NEW YORK (TheStreet) -- Good luck is sometimes defined as the point when opportunity meets preparation. Bad luck may also be looked at in a similar fashion. Preparing for an opportunity that doesn't unfold or speeding down a road that goes the wrong way ... well ... you get the picture.
The so-called BRIC countries -- Brazil, Russia, India and China (and sometimes including South Africa, the newest addition to the group) -- haven't looked very attractive to investors in recent weeks. But according to the Feb. 1 edition of The Economist, there's a new emerging market quintet that also looks overtaken with economic angst.
This time the focus is currency-related.
"The Fragile Five" is a new group that includes BRIC components Brazil and India, but adds Turkey, South Africa and Indonesia.
All five countries saw their currencies plummet. The culprit? Supposedly it was the former head of the Federal Reserve, Ben Bernanke and his surprise statement that the Fed wouldn't keep spending $85 billion per month to buy U.S. Treasury debt and mortgage-backed securities.
Then on Jan. 23, the other shoe dropped when China's manufacturing index fell more than expected. Seemingly overnight, rumors were flying that the second largest economy in the world was experiencing an economic slowdown while attempting to tighten bank lending practices. Markets around the world were quickly spooked.
Yes there's soaring inflation in Argentina and Venezuela, corruption scandals in places like Turkey, and accusations from Brazil that the richest nations are waging some kind of a currency war. So what else is new?
It wasn't long ago we were worried about the PIIGS. Remember them? Portugal, Ireland, Italy, Greece and Spain. The headlines were filled with ominous words like "Euro Zone in Financial Crisis" and predictions that the European Union would soon collapse.
Fast forward to Tuesday, Feb. 4, and the Wall Street Journal had a special report in its exchange-traded funds section titled "How Investors Can Play Europe in 2014." The article begins with three words: "Europe is back." It goes on to suggest that European-focused ETFs might offer more reward than U.S. stocks.

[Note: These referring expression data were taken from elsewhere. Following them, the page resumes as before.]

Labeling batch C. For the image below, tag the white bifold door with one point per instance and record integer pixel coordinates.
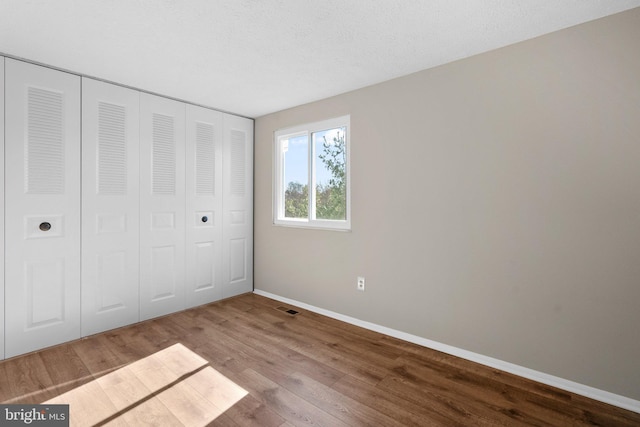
(42, 207)
(238, 206)
(2, 207)
(162, 206)
(204, 206)
(110, 206)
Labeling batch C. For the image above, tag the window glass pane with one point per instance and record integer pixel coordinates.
(330, 171)
(295, 152)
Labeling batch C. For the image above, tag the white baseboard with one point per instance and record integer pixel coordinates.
(541, 377)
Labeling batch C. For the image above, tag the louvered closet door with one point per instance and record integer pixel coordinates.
(238, 206)
(42, 222)
(110, 206)
(204, 206)
(162, 206)
(2, 207)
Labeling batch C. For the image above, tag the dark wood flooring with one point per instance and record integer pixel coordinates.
(311, 370)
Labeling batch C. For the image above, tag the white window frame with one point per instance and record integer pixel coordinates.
(279, 184)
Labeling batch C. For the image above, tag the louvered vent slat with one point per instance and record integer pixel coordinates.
(112, 153)
(205, 159)
(238, 152)
(44, 168)
(164, 155)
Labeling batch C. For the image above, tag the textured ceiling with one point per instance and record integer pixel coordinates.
(253, 57)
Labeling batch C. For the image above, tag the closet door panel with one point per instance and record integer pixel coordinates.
(162, 206)
(42, 222)
(204, 206)
(2, 207)
(238, 206)
(110, 206)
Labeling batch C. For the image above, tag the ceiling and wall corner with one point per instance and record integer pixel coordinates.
(256, 57)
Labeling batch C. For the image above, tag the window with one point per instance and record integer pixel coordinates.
(312, 175)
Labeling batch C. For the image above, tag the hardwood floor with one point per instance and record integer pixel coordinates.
(305, 369)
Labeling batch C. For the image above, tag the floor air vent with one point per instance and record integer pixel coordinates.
(288, 310)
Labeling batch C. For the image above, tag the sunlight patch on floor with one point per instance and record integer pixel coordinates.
(174, 386)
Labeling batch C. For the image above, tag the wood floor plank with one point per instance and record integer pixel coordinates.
(288, 405)
(305, 369)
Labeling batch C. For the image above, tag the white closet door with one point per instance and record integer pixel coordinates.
(110, 206)
(162, 206)
(42, 222)
(238, 206)
(204, 206)
(2, 208)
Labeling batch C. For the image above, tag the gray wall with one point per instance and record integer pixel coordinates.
(495, 203)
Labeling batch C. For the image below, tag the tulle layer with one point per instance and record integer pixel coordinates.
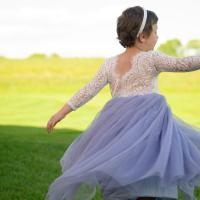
(135, 146)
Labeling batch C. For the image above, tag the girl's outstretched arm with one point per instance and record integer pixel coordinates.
(166, 63)
(82, 96)
(91, 88)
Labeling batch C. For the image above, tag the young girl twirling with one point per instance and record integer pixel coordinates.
(135, 148)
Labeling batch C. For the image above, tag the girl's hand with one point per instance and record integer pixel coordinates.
(54, 120)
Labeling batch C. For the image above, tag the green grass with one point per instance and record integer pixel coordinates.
(32, 90)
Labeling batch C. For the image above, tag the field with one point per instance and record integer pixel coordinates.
(33, 89)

My, oh my, how things can change! The crisis of the day may become tomorrow's undervalued opportunity.
The old saw claims that the Chinese symbol for the word "crisis" can also be used for the word "opportunity." Perhaps that's because one leads to another.
It's easy to panic when the headlines are overflowing with hyperbolic suggestions that there's a "shadow banking system" in China and the government may have decided to bail out an inauspicious lender to two. Imagine that, America!
Wasn't it less than 6 years ago our government had to rescue the world's largest insurance company and bail out one of its biggest auto manufacturers, while the Federal Reserve worked overtime to avert a banking meltdown? Look how far the U.S. economy has rebounded while our stock market has nearly tripled.
Is it any wonder that all these stories about the BRIC nations nearing collapse and the woes of "the Fragile Five" quickly produce a kind of international mass amnesia.? It served to let some air out of the major stock market bubbles of the world, yet it seduced many an investor into forgetting that China is still the second largest economy on earth with massive spending power.
I'm not suggesting that concerns about emerging markets and their economic maladies will disappear overnight. What I am saying is that China, perhaps most of all the BRIC countries, is still a tremendous investment, and may be an undervalued opportunity.
Take for example the Global X China Financials ETF (CHIX). The fund invests at least 80% of its total assets in the securities of the underlying index, the Solactive China Financials Index. When you look at the top ten holdings of the ETF, which comprise almost 64% of the fund, you'll see the names of the biggest banks, insurance companies and real estate conglomerates like China Overseas Land & Investment.
In the past three months, this ETF has fallen 20% from its 52-week high of $14.25 to an intraday low on Feb. 5 of $11.41, before rallying to close on Thursday at $11.69. That means this China Financials ETF is down 12.5% since the last trading day of 2013. Will it retest the 52-week low of $10.69, set during the global angst of last June? Certainly that's possible, but when you look at the following one-year chart, it appears that the downside risk is much smaller than the upside potential.
So for China and the BRIC countries, it may be the time to "get ready, get set" -- but not go quite yet. The situation is looking strangely familiar to the passing panics of the past. When you see how far the stocks of the BRIC nations, as represented by the SPDR S&P BRIC 40 ETF (BIK), have corrected, you may sense opportunity knocking.
The chart below, like the one above, is what opportunity often looks like. Great investments usually arise from sectors or regions that are hated, cheap and misunderstood. Soon that may define the BRIC countries. Get ready.
At the time of publication the author had positions in CHIX and BIK.
This article represents the opinion of a contributor and not necessarily that of TheStreet or its editorial staff.